Phishing Protection Plan is a multifaceted and innovative program enacted to protect the business and raise employee awareness about fraudulent attempts to obtain sensitive information. Phishing Protection Plan reinvented how ServiceTitan employees participate in phishing tests; completely redesigned company training; brought a renowned social engineer to test their process; and enhanced automated defense with state-of-the-art services.

Third-Party Risk Management Automation
Executive Sponsor: Dwaine Omyer, Vice President, Digital Security
Project Team: Manoj Chulki (Sr. Manager), Sujin Surendran (Sr. Analyst), Swarnika Mehta (Program Manager), Andi Cescolini (Project Manager), Shreyas Verma (Project Manager), Kristy Hornland (Sr. Analyst), Dan Quigley (Sr. Analyst), Susan Brye (Sr. Director), Chris Wallace (Director), Kirk Hartman (Sr. Manager), David Howard (Sr. Manager)
Location: Bellevue, WA

The Third-Party Risk Management (TPRM) automation project is a transformational initiative to automate, centralize, and modernize T-Mobile’s TPRM program using RSA Archer eGRC platform. Previously, TPRM processes were highly manual and laborious for third parties and T-Mobile analysts, often a bottleneck in the procurement/contractual process. The project objectives were to: Automate TPRM lifecycle through third-party initiation, due diligence, ongoing monitoring, and termination; streamline process to assess and manage third-party risks through twelve unique assessments spanning multiple risk-domains; enhance speed and scalability of TPRM processes; and enhance third-party and internal user experience throughout all phases of TPRM.

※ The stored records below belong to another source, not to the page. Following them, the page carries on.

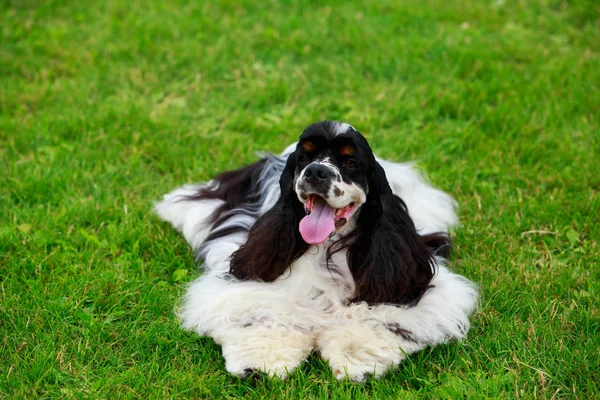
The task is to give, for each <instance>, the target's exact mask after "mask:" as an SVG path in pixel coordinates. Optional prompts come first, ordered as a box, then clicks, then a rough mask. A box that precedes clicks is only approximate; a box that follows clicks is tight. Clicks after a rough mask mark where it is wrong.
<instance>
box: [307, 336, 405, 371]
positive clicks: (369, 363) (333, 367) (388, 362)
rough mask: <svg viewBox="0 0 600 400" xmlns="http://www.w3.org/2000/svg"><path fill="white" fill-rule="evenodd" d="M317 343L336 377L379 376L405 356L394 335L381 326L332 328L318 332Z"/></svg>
mask: <svg viewBox="0 0 600 400" xmlns="http://www.w3.org/2000/svg"><path fill="white" fill-rule="evenodd" d="M317 344H318V347H319V351H320V353H321V356H322V357H323V359H325V360H328V362H329V366H330V368H331V370H332V371H333V374H334V375H335V377H336V378H337V379H338V380H344V379H349V380H351V381H353V382H364V381H366V380H367V379H368V378H369V377H374V378H379V377H380V376H382V375H383V374H384V373H386V372H387V371H388V370H389V369H390V368H394V367H396V366H397V365H398V364H399V363H400V361H402V360H403V359H404V358H405V356H404V353H403V352H402V350H401V349H400V346H399V344H400V341H399V339H398V337H397V336H396V335H394V334H393V333H392V332H390V331H389V330H388V329H386V328H384V327H382V326H372V325H359V324H351V325H346V326H337V327H333V328H330V329H328V330H326V331H323V332H321V334H320V335H319V336H318V338H317Z"/></svg>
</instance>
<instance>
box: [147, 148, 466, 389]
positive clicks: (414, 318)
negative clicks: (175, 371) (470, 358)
mask: <svg viewBox="0 0 600 400" xmlns="http://www.w3.org/2000/svg"><path fill="white" fill-rule="evenodd" d="M293 148H294V145H292V146H290V147H288V148H287V149H286V150H285V151H284V153H283V154H282V157H287V155H289V154H290V153H291V151H293ZM378 161H379V162H380V163H381V165H382V166H383V168H384V169H385V172H386V175H387V178H388V181H389V183H390V186H391V188H392V190H393V191H394V193H395V194H397V195H399V196H400V197H401V198H402V199H403V200H404V201H405V202H406V205H407V207H408V210H409V213H410V216H411V217H412V218H413V220H414V222H415V225H416V227H417V229H418V231H419V232H420V233H423V234H424V233H432V232H447V231H448V229H449V228H450V227H452V226H454V225H456V224H457V223H458V218H457V216H456V213H455V207H456V203H455V201H454V200H453V199H452V198H451V197H450V196H448V195H447V194H446V193H444V192H442V191H440V190H437V189H434V188H433V187H431V186H430V185H429V184H428V183H427V182H426V181H425V180H424V179H423V178H422V177H421V175H420V174H419V173H418V172H417V171H416V170H415V169H414V167H413V166H412V165H411V164H397V163H393V162H389V161H384V160H378ZM264 179H268V180H269V181H268V182H267V185H265V189H264V193H263V194H262V196H263V198H264V199H265V201H264V203H263V205H262V208H261V210H260V214H262V213H264V212H265V211H267V210H268V209H269V208H270V207H272V206H273V204H274V203H275V202H276V201H277V198H278V197H279V186H278V180H279V176H265V177H264ZM200 186H201V185H187V186H183V187H181V188H179V189H176V190H174V191H173V192H171V193H169V194H167V195H165V196H164V198H163V200H162V201H161V202H159V203H158V204H156V208H155V210H156V212H157V214H158V215H159V216H160V218H162V219H163V220H165V221H167V222H169V223H171V224H172V225H173V226H174V227H175V228H176V229H178V230H179V231H181V232H182V233H183V235H184V236H185V239H186V240H187V241H188V243H189V244H190V246H191V247H192V248H194V249H198V248H199V247H200V245H201V244H202V243H203V241H204V240H205V238H206V236H207V234H208V231H209V229H210V225H209V224H208V223H207V219H208V217H209V216H210V215H211V213H212V212H213V211H214V210H215V209H216V208H217V207H218V206H219V205H220V204H221V202H220V201H219V200H210V201H185V200H184V196H186V195H191V194H194V193H196V192H197V190H198V188H199V187H200ZM182 200H183V201H182ZM247 218H248V221H247V222H248V224H249V225H250V226H251V225H252V223H253V222H254V221H255V218H253V217H247ZM244 239H245V238H244V235H243V234H241V233H239V234H235V235H228V236H225V237H223V238H220V239H217V240H215V241H212V242H210V243H211V244H210V246H207V247H208V248H205V249H203V253H202V256H203V258H204V273H203V275H202V276H201V277H200V278H198V279H197V280H196V281H195V282H193V283H192V284H191V285H190V286H189V287H188V289H187V293H186V295H185V297H184V300H183V304H182V306H181V309H180V311H179V315H180V317H181V319H182V325H183V327H184V328H185V329H188V330H191V331H196V332H198V333H199V334H200V335H207V336H210V337H212V338H213V339H214V340H215V341H216V342H217V343H218V344H220V345H221V346H222V348H223V355H224V357H225V360H226V367H227V370H228V371H229V372H230V373H232V374H234V375H237V376H245V375H246V374H247V373H248V371H249V370H261V371H264V372H266V373H268V374H269V375H270V376H279V377H282V378H285V377H286V376H287V375H288V374H290V373H291V372H292V371H293V370H294V369H295V368H296V367H297V366H298V365H299V364H300V363H302V362H303V361H304V360H305V359H306V357H307V356H308V355H309V353H310V352H311V351H312V350H318V351H319V352H320V354H321V355H322V357H323V358H324V359H327V360H329V365H330V367H331V369H332V370H333V373H334V374H335V376H336V377H337V378H338V379H345V378H348V379H351V380H353V381H363V380H364V379H366V377H367V376H368V375H374V376H376V377H379V376H381V375H382V374H384V373H385V372H386V371H387V370H388V369H390V368H393V367H395V366H397V365H398V363H400V361H402V360H403V359H404V358H405V357H406V356H407V355H408V354H411V353H414V352H416V351H419V350H421V349H423V348H425V347H427V346H434V345H436V344H440V343H445V342H447V341H448V340H450V339H459V340H460V339H462V338H464V337H465V335H466V334H467V332H468V330H469V319H468V317H469V315H470V314H471V313H472V312H473V310H474V308H475V305H476V301H477V290H476V287H475V285H474V284H473V283H471V282H470V281H468V280H467V279H465V278H463V277H462V276H460V275H457V274H454V273H452V272H450V271H449V270H448V268H447V267H446V266H445V265H444V264H443V260H442V259H439V258H438V259H436V262H437V271H436V274H435V276H434V278H433V281H432V285H433V286H434V287H433V288H432V289H430V290H429V291H427V292H426V293H425V295H423V297H422V298H421V300H420V301H419V302H418V304H417V305H415V306H412V307H406V306H404V307H398V306H392V305H383V304H382V305H378V306H374V307H370V306H368V305H366V304H364V303H351V304H349V305H347V304H346V303H347V300H348V299H349V298H351V297H352V294H353V292H354V282H353V279H352V275H351V273H350V271H349V269H348V265H347V263H346V253H345V252H339V253H337V254H335V255H334V256H333V259H332V260H331V261H330V263H329V268H327V266H326V265H325V253H326V251H325V249H324V246H326V245H327V244H328V243H327V242H326V243H325V244H321V245H316V246H312V247H311V248H310V249H309V250H308V251H307V252H306V253H305V254H304V255H303V256H302V257H300V258H299V259H298V260H297V261H296V262H294V263H293V264H292V265H291V266H290V267H289V268H288V269H287V271H286V272H285V273H284V274H283V275H282V276H281V277H280V278H279V279H277V280H276V281H274V282H271V283H263V282H255V281H238V280H235V279H231V278H230V279H224V276H225V275H226V274H227V272H228V270H229V263H228V259H229V257H230V256H231V254H232V253H233V252H234V251H236V250H237V249H238V248H239V246H240V245H241V244H242V242H243V241H244ZM395 328H396V329H399V330H400V334H399V333H394V332H393V330H394V329H395Z"/></svg>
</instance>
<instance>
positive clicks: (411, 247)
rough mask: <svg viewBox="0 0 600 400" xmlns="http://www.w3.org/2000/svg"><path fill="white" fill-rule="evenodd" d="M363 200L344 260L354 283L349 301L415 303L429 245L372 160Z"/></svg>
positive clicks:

Zero Trust and Software Defined Perimeter (ZT/SDP)
Executive Sponsor: Dwaine Omyer, Vice President, Digital Security
Project Team: Aryan Taheri (Principal Architect), Scott Lewis (Principal Engineer), Erik Rudd (Director), Koveh Tavakkol (Sr. Manager), Michael Zwarts (Principal Engineer), Bob Lynn (Sr. Manager), Fredrik Lindstrom (Security Architect), Joel Burt (Project Manager)
Location: Bellevue, WA

T-Mobile’s Zero Trust and Software Defined Perimeter (ZT/SDP) initiative is about evolving our security culture and controls from an archaic “Castle Walls” perimeter-based strategy to a next generation security strategy where we intentionally assume our adversary is already inside the castle—on the network—and yet we should be able to strip away any tactical advantage the adversary would have. Achieving this game changing Defense in Depth requires a Software Defined Perimeter where we can cloak our end user applications to a stealth mode, invisible and unreachable by attackers even if they knew the IP addresses of applications.